For Mark Raymond, he couldn’t agree more with the frustration over the rules.
“It’s frustrating as an individual with a disability that had to confront all of these rigid laws and rules on how much money I can have or save,” he said in an interview with me last month via videoconference. “I understand their perspective, as they’re trying to prevent fraud and prevent people from abusing the system. But I don’t feel like having such rigid restrictions on people’s financial health is really accomplishing that goal of preventing fraud. That’s a challenge, and I think that’s where we, as disabled community members, have to confront our public officials and elected officials and leaders to [get them to] rethink these restrictions. I will say, I think that ABLE is another tool in the tool chest, but it doesn’t solve all the problems. If you need a hammer, it’s not a hammer, but it’s a good screwdriver.”
Raymond, who works with ABLE Today as its national outreach lead and is founder and Chief Executive of the Split Second Foundation, became disabled on the Fourth of July in 2016 after breaking his neck’s C5 vertebrae in a diving accident, leaving him paralyzed from the waist down.
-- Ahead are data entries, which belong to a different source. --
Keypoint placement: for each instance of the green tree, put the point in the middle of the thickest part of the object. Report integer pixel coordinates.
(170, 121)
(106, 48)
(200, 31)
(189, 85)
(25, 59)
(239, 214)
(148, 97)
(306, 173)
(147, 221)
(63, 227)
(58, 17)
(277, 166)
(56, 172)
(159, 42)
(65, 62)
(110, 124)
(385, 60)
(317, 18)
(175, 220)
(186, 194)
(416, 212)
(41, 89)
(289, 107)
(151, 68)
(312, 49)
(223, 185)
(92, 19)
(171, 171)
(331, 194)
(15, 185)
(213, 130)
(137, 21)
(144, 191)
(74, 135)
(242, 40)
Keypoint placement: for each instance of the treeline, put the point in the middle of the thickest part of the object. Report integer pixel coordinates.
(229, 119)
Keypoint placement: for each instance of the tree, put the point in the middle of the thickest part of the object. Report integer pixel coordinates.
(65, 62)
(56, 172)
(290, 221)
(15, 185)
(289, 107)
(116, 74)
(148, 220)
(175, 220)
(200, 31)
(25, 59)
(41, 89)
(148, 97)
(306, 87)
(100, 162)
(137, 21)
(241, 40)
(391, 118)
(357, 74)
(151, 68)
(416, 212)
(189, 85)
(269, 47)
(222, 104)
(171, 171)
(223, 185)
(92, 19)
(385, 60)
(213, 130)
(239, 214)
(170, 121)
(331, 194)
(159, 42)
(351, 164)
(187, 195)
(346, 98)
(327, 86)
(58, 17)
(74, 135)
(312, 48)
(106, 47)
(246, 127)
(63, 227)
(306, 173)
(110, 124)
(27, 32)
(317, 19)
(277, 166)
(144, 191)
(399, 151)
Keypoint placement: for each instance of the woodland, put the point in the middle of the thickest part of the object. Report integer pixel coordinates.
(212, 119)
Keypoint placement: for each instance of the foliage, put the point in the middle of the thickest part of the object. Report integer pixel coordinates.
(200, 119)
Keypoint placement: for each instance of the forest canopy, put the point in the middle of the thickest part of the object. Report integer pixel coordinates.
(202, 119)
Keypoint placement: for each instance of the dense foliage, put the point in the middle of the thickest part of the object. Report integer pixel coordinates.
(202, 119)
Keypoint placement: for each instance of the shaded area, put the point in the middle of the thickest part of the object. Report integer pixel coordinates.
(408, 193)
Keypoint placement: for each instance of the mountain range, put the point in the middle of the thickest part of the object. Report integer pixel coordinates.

The sudden thrust into the disabled life was a jolting experience for Raymond, not the least of which financially. He was “inundated” with the intricacies of the healthcare system, quickly realizing he’d need to renovate his home to be more wheelchair accessible, after his discharge from the hospital. He’d also require mental health support to emotionally navigate his new reality as much as was pragmatically possible. It was during this time he became inspired to start his foundation, telling me “going through that situation and feeling isolated [and] feeling denial [over his disability] was what drove me to my passion and purpose.”